Rocío agregó que "sé que el contexto no es el mejor para pedir, aunque nuestro sueño es tener un lugar propio. Hace 12 años que estamos en el barrio, funcionamos en la Sociedad de Fomento, pero la realidad es que ya nos queda chico y además la esencia del grupo es tener su propio lugar".

También dijo que reciben donaciones de víveres y alimentos frescos, además de recursos mediante una cuenta de Mercado Pago: alias nudo.anudo, con el nombre de Lucía Juárez.

En tanto Soledad Santana suele estar a cargo de la cocina, los sábados, y de la merienda, cuando se puede elaborar.
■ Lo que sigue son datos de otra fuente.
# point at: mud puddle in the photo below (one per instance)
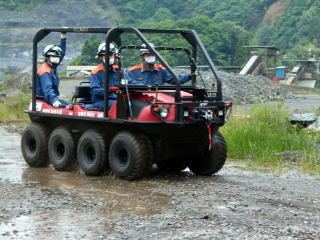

"Es difícil porque los insumos cada vez cuestan más y las donaciones son mínimas. A veces ponemos de nuestro bolsillo para que los chicos tengan para sus alimentos. Hay que hacer magia. Hacemos fideos o arroz con tuco, es lo que más comen; guisos y cuando se puede puré con algo más".

Por su parte, Carina Mighera, también referente, sostuvo que el almuerzo es sábado por medio y todos los días la merienda.

"Es un espacio de reunión, juegan al fútbol, hay entretenimientos de mesa, hacen talleres, rapean y escuchan música. Compramos un parlante haciendo ferias. Allí la gente colaboró".

Otro testimonio fue el de Eliana Cabrera, quien dijo que "se están sumando chicos, sobre todo a la tarde. Un poco por el clima y otro poco por las necesidades de las familias. Hay unos 30 niños y concurren también adolescentes, con lo cual se suman más de 60 menores en total".

Comentó que durante la semana, se dictan talleres que se dividen por edades y se plantean de acuerdo a los intereses de cada uno. Hay murga, apoyo escolar y espacio de jóvenes para mayores de 14. Para mayores de 18, expuso que existe un espacio de escucha los viernes, con psicólogos, trabajadora social y madres. Además, funciona el CENS para culminar los estudios secundarios.

Mientras, Julieta Rivas manifestó que "el merendero es un espacio donde se recepcionan los problemas de las familias".

"Los chicos se sienten acompañados, escuchados y pueden traer sus preocupaciones. Las familias hacen lo mismo", comentó Julieta en coincidencia con las palabras de Rocío Zamora.